Il n'est pas de moyens que n'aient employés les prêtres non assermentés pour allumer partout les torches du fanatisme. Nous voyons employer la flamme, le fer et le poison. Ils agitent les esprits faibles et les dévôts superstitieux; ils leur montrent l'enfer prêt à s'entr'ouvrir pour engloutir et faire tomber dans l'abîme ceux qui ne suivent pas leurs projets de révolte. Déjà plusieurs citoyens, ainsi égarés par ces manoeuvres, se sont livrés au désespoir, et ont tranché euxmêmes le fil de leurs jours. On emploie tantôt les caresses les plus perfides, tantôt les menaces, et jusqu'à des voies de fait pour surprendre des signatures par lesquelles on engage les personnes faibles à une ligue avec les factieux.

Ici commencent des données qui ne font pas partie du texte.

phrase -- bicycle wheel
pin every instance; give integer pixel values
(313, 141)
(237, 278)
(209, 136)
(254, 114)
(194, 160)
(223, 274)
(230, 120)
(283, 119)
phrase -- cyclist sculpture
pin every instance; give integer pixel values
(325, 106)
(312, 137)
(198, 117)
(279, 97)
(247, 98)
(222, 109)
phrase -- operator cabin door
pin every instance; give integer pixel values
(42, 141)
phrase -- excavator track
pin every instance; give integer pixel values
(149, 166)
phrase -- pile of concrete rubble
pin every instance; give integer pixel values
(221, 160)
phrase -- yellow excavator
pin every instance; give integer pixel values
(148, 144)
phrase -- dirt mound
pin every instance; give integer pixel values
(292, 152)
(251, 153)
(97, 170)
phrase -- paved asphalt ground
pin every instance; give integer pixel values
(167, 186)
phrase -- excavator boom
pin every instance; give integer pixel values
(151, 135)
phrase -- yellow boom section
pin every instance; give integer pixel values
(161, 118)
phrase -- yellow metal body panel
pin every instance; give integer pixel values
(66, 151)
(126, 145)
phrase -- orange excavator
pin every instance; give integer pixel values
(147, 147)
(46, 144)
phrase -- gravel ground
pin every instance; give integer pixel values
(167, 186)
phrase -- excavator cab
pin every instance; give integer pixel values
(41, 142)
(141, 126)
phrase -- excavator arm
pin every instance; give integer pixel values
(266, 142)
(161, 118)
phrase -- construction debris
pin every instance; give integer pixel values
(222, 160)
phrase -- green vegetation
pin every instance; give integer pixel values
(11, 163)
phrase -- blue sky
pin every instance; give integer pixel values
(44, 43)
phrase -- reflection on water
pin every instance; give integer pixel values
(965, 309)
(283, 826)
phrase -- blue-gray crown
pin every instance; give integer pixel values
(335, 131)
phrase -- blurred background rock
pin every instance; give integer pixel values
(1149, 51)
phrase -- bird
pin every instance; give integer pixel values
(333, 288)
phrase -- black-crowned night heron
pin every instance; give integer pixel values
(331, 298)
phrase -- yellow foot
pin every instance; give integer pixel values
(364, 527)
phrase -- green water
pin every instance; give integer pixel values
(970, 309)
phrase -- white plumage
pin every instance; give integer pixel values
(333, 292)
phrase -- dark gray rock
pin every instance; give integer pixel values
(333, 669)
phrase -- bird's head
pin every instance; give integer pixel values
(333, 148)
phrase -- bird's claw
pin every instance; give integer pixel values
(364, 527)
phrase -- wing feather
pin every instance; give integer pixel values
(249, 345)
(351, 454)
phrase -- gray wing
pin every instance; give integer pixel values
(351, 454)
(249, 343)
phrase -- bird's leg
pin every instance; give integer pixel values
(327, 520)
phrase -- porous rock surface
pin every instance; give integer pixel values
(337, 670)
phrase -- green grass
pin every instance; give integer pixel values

« Nous n'affligerons pas le cœur paternel de Votre Majesté par un récit détaillé des meurtres, des incendies et des autres attentats qui sont les suites déplorables de la conduite pernicieuse et perverse des prêtres non assermentés. Ils sont d'autant plus répréhensibles, que leurs démarches sont occultes et imperceptibles: ils ne tyrannisent que les consciences, toutes leurs menées sont nocturnes, et souvent c'est dans leur domicile et même dans l'asile des campagnards, et même au fond des cabanes qu'ils dressent des autels à la haine et à la méchanceté.

་་

Daignez, Sire, exaucer les vœux d'un peuple fidèle, ami de l'ordre, du bien public et de la paix intérieure. Les électeurs de l'un des districts le plus peuplé du royaume, vous en supplient au nom de la patrie en danger, et leur espoir est fondé sur l'amour que Votre Majesté porte à tous les Français.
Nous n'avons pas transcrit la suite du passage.